Best Practices¶
Follow these best practices for running pgraft in production.
Cluster Size¶
Use Odd Number of Nodes¶
Always use an odd number of nodes (3, 5, 7) for better fault tolerance:
| Nodes | Fault Tolerance | Recommended For |
|---|---|---|
| 3 | 1 node failure | Development, small production |
| 5 | 2 node failures | Production (recommended) |
| 7 | 3 node failures | High-availability critical systems |
Don't Use Even Numbers
4 nodes tolerates only 1 failure (same as 3)
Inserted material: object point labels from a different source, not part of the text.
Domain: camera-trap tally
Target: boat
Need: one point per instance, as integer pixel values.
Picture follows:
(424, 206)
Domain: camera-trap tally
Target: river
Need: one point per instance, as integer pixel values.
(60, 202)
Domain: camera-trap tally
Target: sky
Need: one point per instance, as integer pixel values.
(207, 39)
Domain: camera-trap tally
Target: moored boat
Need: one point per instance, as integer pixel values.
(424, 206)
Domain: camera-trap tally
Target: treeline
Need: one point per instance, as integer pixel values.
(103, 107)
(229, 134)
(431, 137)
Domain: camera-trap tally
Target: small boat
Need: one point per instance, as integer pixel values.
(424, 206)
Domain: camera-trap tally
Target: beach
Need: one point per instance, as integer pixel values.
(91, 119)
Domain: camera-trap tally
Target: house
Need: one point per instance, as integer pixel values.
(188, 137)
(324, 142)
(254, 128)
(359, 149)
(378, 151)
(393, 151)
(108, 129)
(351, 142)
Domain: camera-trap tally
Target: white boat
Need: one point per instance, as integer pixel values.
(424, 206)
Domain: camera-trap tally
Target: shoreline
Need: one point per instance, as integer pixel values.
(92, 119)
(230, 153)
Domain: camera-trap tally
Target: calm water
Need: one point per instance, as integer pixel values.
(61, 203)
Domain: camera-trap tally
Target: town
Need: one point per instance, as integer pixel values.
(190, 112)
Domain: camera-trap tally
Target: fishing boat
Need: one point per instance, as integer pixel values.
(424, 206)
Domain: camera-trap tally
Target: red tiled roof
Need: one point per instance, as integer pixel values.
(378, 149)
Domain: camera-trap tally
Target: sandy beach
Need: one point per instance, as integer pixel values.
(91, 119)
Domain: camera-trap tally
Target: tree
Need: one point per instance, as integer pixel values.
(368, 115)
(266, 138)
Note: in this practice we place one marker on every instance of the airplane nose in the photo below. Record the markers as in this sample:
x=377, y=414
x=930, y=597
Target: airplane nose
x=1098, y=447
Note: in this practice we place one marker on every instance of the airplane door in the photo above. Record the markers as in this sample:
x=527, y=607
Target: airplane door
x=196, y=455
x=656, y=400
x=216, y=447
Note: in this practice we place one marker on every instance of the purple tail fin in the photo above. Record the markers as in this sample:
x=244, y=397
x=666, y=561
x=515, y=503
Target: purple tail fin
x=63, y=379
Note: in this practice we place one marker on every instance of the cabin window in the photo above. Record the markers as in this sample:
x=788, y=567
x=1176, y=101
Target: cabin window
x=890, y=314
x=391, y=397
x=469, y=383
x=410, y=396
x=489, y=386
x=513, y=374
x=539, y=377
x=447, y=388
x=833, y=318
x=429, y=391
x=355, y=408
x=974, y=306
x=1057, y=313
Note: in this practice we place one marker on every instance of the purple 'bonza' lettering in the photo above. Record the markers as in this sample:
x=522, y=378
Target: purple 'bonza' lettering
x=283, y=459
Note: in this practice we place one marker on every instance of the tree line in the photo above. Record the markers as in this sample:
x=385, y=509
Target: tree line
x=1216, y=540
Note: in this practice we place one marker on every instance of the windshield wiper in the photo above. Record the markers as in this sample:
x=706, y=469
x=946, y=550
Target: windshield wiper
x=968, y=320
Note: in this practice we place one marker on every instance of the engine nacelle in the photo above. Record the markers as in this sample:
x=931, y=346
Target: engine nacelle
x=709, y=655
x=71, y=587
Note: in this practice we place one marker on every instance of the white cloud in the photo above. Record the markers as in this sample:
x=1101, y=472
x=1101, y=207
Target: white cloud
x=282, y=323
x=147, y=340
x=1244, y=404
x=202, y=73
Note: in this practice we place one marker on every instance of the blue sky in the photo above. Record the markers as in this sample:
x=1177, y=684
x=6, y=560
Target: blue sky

6 nodes tolerates only 2 failures (same as 5)
Even numbers waste resources!
Don't Go Too Large¶
Avoid >7 nodes: - More nodes = more replication overhead - Diminishing returns on availability - Slower consensus
If you need more than 7 nodes, consider: - Multiple independent clusters - Read replicas (outside Raft cluster) - Sharding
Geographic Distribution¶
Multi-Zone Deployment¶
For disaster recovery, distribute nodes across zones:
5-node example:
Zone A (2 nodes): Primary data center
Zone B (2 nodes): Secondary data center
Zone C (1 node): Tiebreaker/DR site
Benefits: - Survives zone failure - Tiebreaker prevents split votes - Geographic disaster recovery
Network Considerations¶
- Low latency required: <50ms between nodes
- Stable network: Packet loss <0.1%
- Sufficient bandwidth: For log replication
High Latency
If latency >50ms between zones, increase election timeout:
Configuration¶
Election Timeout¶
Rules of thumb:
# LAN deployment (low latency <10ms)
pgraft.election_timeout = 1000 # 1 second
# WAN deployment (medium latency 10-50ms)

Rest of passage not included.